Food for Thought
Korean Barbecued Brisket
The secret's in the chile paste.
By Laura Marrich
Koreans have enjoyed the "hurts so good" school of cooking since at least the first half of the last millennium. Even then they were experimenting with a small arsenal of incredibly potent spices, including a popular strain of Chinese peppercorns known as tang chu, or the "suffering plant." The late 1500s brought Portuguese missionaries through Japan, loaded down with New World agricultural products. Their Godly message may have gotten lost in translation, but the spicy peppers they introduced certainly weren't. It was only a matter of time before chilies had migrated into what's now North and South Korea, where they've since become firmly rooted in Korea's culinary and cultural identity.
Go chu jang is to Korean cuisine what ketchup is to burgers and fries. It's a kind of fermented chile paste that's made from finely ground red chile powder, soy beans and brown rice syrup. This mixture is placed in a large, earthenware pot that sits outside on the family roof or patio, and is allowed to ferment for a few months to several years. The final result is a beautifully red gum with a smoky, penetrating heat, miso-like salty-ness and mellow, malted sweetness. The depth of flavor and color it lends to dishes is hard to beat, especially when swirled into soups or slathered onto steamed white rice, seafood or meat. Fortunately for those of us not skilled in fermentation, Korean red chile pastes are available in most Asian markets. I suggest that you avoid brands that use MSG, corn syrup and sugar, though. They're pale imitations of the real stuff.
The next thing I recommend you do is go out and buy yourself a brisket. A nice, economical "point cut," with some extra fat to keep your meat moist and flavorful (you can cut it off after it's done cooking, if you like). Put it in stockpot that's big enough to hold the whole thing and cover it completely with cold water. Throw a lid on the pot and bring it to a gentle boil (it should take about a half an hour) and keep it there for three and a half to four hours, adding more water if necessary.
While you're waiting on your meat, I should tell you that there's no system of precise measurements in traditional Korean cooking. Instead of relying on recipes, chefs are taught dishes through something called "fingertip taste." It's basically an intuitive way of cooking that's similar to the "pinch" and "dash" method that most home cooks use. I first learned how to make Korean-style barbecued brisket through fingertip taste.
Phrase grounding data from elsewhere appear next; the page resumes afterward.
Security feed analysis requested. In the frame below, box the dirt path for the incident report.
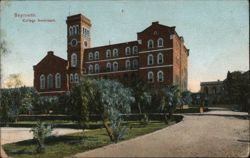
[73,109,250,157]
[0,127,82,145]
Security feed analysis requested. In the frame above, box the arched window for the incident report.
[69,26,73,36]
[133,46,138,54]
[133,59,138,69]
[157,71,164,82]
[70,74,74,83]
[106,49,111,58]
[95,51,99,60]
[75,25,79,35]
[148,71,154,82]
[40,74,45,89]
[106,62,111,71]
[113,48,118,57]
[47,74,53,88]
[75,73,79,83]
[95,64,100,73]
[148,54,154,65]
[125,60,131,70]
[125,47,130,55]
[55,73,61,88]
[89,52,93,60]
[72,25,79,35]
[148,40,154,49]
[89,65,93,74]
[113,61,118,71]
[157,53,163,64]
[157,38,163,47]
[71,53,77,67]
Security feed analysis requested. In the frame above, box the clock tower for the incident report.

When the meat is cooked all the way through and very tender, remove it from the water. In another pan, sauté several bulbs of crushed garlic (I use three whole ones) in sesame oil until it starts to soften a little. Add chile paste, sake and a few splashes of soy sauce. Barely simmer it until the garlic is tender and the sauce has been reduced to a thick, velvety, glaze. Make sure you've got enough to coat the brisket. Pull the pan off the heat and let it cool for a bit.
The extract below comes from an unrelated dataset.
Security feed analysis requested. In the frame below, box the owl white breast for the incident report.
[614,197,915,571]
Poke holes in the brisket with a fork, then massage it liberally with your sauce. Tuck in pieces of garlic wherever possible. Let it sit for about 10 minutes. Fire up your grill (any kind works well. You can use a large stovetop pan or a broil it in your oven if none are available). Cook the brisket until both sides are crisp, which should be about 10 minutes. Transfer that beautiful spice baby to a platter and serve it on a table surrounded with family and friends.